James Patterson (left) and former US President Bill Clinton at a book signing in 2018 Image Credit: Shutterstock

What is it that makes James Patterson one of the world’s most successful authors? He’s produced so many books his Wikipedia page doesn’t bother trying to list them. He’s made $700 million out of a career stretching back four decades. He doesn’t even really write his books, which include the Alex Cross, Michael Bennett and The Women’s Murder Club detective series, instead farming out story lines to a team of collaborators, and changing what he gets back if he doesn’t like it.

"What do all great stories do?" he asks rhetorically, when I contact him via Zoom in his Florida home. "They start by asking a question that the reader must have answered. John Grisham does the same thing, but he doesn’t boil things down as much as I do. Sometimes if someone is a really great writer, readers keep reading because they get hooked on the language. But I don’t have that problem."

Well no, he doesn’t. You don’t read a James Patterson thriller for the beauty of its similes. You read it for the fast moving plots. Now 74, Patterson wrote his first Alex Cross novel, featuring the eponymous African American detective struggling to balance a stressful career with family life, in 1993. Several film adaptations followed.

"When I started writing, every Hollywood movie had a black guy with a boombox on his shoulder," he says, by way of explaining his desire to write a different sort of black character in his books. He has no time for the suggestion that, as a white man, he might today fall foul of the Twitterati.

"I grew up in a small town that was heavily black; I had a lot of black kids as my friends. So do I have the right to write a black character? Sure I do. William Styron wrote those two books [Sophie’s Choice, and The Confessions of Nat Turner] and I thought he did a good job.

"In the beginning, LittleBrown didn’t put my picture on the Cross books. The early reviews all went, ‘What a great thing for a black writer to create this character, it’s so credible and believable’. For me, it’s just read the damn thing and come to your own conclusions."

His 29th Cross novel, Fear No Evil, out recently, features an unsavoury character who closely resembles Jeffrey Epstein, the financier who killed himself in jail in 2019 while awaiting trial on charges of sex trafficking minors.

Patterson published a non-fiction book, Filthy Rich, about Epstein in 2016, based on police transcripts of interviews with some of the girls who made allegations of sexual abuse against him. He is still haunted, not only by the girls’ statements, but by how long it took the American media to take notice.

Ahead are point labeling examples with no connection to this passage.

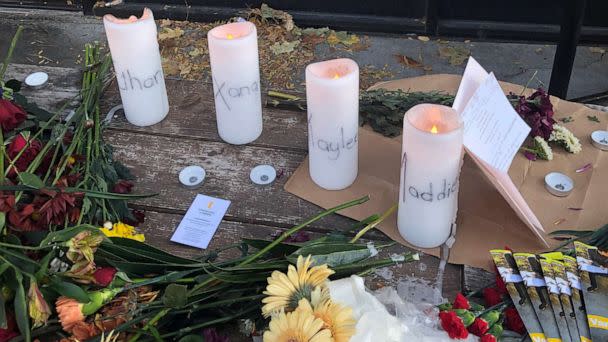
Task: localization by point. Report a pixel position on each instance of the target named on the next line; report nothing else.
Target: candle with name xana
(233, 51)
(332, 100)
(139, 74)
(432, 154)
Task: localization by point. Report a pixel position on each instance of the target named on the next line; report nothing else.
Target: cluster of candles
(432, 134)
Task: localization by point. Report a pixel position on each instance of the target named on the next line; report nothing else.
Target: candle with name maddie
(137, 64)
(332, 99)
(233, 51)
(431, 159)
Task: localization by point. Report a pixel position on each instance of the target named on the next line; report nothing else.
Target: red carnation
(452, 324)
(513, 321)
(11, 115)
(491, 296)
(479, 327)
(461, 302)
(487, 338)
(122, 187)
(30, 149)
(104, 276)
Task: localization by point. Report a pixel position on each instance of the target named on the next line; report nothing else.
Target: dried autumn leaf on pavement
(284, 47)
(408, 61)
(456, 55)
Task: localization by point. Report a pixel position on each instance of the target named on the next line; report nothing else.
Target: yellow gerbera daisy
(337, 318)
(297, 326)
(284, 291)
(122, 230)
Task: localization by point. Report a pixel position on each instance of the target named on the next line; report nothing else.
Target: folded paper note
(487, 217)
(201, 221)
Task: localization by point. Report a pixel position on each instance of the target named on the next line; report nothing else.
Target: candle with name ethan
(138, 68)
(432, 153)
(233, 51)
(332, 100)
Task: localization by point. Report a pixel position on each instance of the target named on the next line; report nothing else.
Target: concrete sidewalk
(56, 38)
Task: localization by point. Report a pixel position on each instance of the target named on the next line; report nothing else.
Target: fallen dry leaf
(456, 55)
(408, 61)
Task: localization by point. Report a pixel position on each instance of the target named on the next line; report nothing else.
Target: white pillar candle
(139, 73)
(332, 100)
(431, 159)
(233, 51)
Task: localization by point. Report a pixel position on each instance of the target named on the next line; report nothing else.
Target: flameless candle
(332, 99)
(430, 167)
(137, 64)
(233, 51)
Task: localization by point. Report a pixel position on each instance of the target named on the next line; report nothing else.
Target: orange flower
(69, 311)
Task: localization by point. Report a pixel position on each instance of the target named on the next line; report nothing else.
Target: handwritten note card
(493, 130)
(201, 221)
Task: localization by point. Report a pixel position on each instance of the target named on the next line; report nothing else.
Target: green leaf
(192, 338)
(69, 290)
(20, 305)
(175, 296)
(3, 322)
(338, 258)
(31, 180)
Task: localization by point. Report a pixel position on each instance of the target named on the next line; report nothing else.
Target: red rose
(11, 115)
(30, 149)
(479, 327)
(452, 324)
(513, 321)
(491, 296)
(461, 302)
(487, 338)
(104, 276)
(122, 187)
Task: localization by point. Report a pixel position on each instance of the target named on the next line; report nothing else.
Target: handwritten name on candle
(130, 82)
(447, 190)
(333, 146)
(227, 93)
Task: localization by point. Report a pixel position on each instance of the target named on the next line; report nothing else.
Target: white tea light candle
(139, 73)
(432, 154)
(233, 51)
(332, 100)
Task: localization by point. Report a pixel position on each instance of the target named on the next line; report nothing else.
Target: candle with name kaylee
(137, 64)
(332, 100)
(431, 159)
(233, 51)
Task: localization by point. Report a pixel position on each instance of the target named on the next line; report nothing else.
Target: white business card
(201, 221)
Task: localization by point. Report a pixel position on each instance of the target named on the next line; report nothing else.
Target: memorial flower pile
(537, 111)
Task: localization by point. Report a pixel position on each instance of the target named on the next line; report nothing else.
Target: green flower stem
(150, 323)
(285, 235)
(209, 323)
(9, 54)
(374, 223)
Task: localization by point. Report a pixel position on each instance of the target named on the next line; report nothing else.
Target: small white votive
(37, 79)
(599, 139)
(192, 176)
(263, 174)
(558, 184)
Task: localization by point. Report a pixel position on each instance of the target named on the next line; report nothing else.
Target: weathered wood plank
(192, 115)
(474, 278)
(159, 227)
(157, 160)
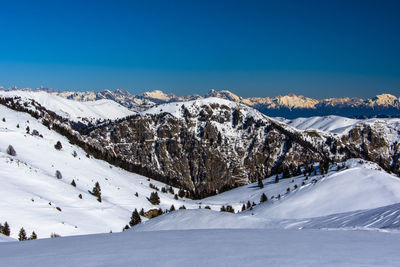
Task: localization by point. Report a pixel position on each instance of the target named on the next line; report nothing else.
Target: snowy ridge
(337, 124)
(73, 110)
(362, 196)
(30, 192)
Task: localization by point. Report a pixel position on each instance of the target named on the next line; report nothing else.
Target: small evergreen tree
(97, 191)
(58, 174)
(33, 236)
(58, 145)
(11, 151)
(230, 209)
(22, 235)
(135, 218)
(263, 198)
(260, 184)
(6, 229)
(141, 213)
(181, 193)
(154, 198)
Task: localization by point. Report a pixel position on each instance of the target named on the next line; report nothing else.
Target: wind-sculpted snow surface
(240, 247)
(73, 110)
(360, 197)
(32, 196)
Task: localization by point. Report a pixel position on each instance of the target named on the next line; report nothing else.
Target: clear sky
(253, 48)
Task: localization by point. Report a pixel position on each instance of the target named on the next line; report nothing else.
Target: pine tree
(135, 218)
(11, 151)
(230, 209)
(22, 235)
(154, 198)
(33, 236)
(97, 191)
(260, 184)
(58, 174)
(58, 145)
(263, 198)
(6, 229)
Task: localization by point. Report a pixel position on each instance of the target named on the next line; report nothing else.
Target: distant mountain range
(288, 106)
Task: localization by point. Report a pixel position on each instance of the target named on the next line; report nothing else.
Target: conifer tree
(6, 229)
(33, 236)
(135, 218)
(97, 191)
(11, 151)
(58, 145)
(260, 184)
(248, 204)
(263, 198)
(22, 235)
(141, 213)
(154, 198)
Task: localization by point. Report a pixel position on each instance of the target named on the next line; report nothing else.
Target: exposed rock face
(211, 145)
(207, 147)
(289, 106)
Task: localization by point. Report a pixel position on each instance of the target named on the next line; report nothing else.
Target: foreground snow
(31, 193)
(74, 110)
(242, 247)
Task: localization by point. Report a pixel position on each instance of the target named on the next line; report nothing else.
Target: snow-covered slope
(359, 187)
(337, 124)
(362, 196)
(74, 110)
(30, 192)
(243, 247)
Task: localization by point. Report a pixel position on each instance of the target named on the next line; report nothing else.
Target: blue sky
(253, 48)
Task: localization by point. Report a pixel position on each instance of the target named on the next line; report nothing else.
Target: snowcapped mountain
(210, 145)
(88, 111)
(288, 106)
(33, 197)
(218, 144)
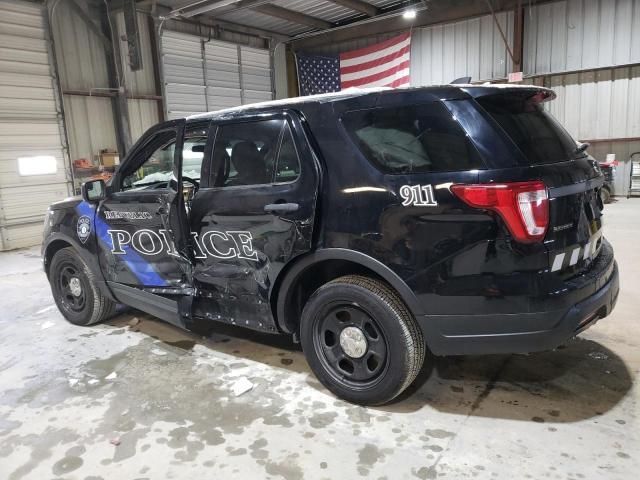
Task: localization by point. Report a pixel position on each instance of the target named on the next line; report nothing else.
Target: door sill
(156, 305)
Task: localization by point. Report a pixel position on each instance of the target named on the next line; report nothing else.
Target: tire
(85, 306)
(393, 345)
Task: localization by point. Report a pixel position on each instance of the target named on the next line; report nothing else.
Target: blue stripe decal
(143, 270)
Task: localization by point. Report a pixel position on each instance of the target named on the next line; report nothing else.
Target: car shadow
(580, 380)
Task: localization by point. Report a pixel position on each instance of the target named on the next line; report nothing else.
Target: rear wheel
(75, 291)
(360, 340)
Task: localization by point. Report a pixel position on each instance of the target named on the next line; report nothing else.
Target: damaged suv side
(370, 225)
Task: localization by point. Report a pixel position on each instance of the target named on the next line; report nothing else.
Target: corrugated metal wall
(441, 53)
(30, 124)
(142, 113)
(82, 66)
(474, 47)
(602, 107)
(598, 105)
(580, 35)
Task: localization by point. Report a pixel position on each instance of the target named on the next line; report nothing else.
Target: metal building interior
(80, 83)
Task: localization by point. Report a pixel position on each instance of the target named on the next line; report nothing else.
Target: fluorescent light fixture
(37, 165)
(409, 14)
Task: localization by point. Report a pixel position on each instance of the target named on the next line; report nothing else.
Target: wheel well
(307, 282)
(51, 250)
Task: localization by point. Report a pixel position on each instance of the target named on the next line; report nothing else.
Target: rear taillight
(524, 206)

"It’s hard for me to get over Epstein," he says. "The interviews in Filthy Rich are devastating. But when I took Filthy Rich to the newspapers, no one wanted to cover it... I was like, ‘Are you guys crazy? Wake the hell up’."

Patterson is a brawny mix of the straight talking and the liberal leaning. He produces books like a factory produces cars, yet cares passionately about literacy – he’s donated millions to pupil literacy funds. His novels make no claims to artistic importance, yet he believes deeply in the power of stories to reveal other lives more clearly.

He is also writing an autobiography and has a forthcoming collaboration with Dolly Parton, Run, Rose, Run, a novel about a young Nashville singer.

I ask him why he keeps on going and for the first time a hint of a different sort of writer appears.

"When I was a kid, I had this notion that I wanted to write the sort of book that would be read so many times the binding would fall out and the pages would be scattered by the wind. I’m still working on that one. So that’s why."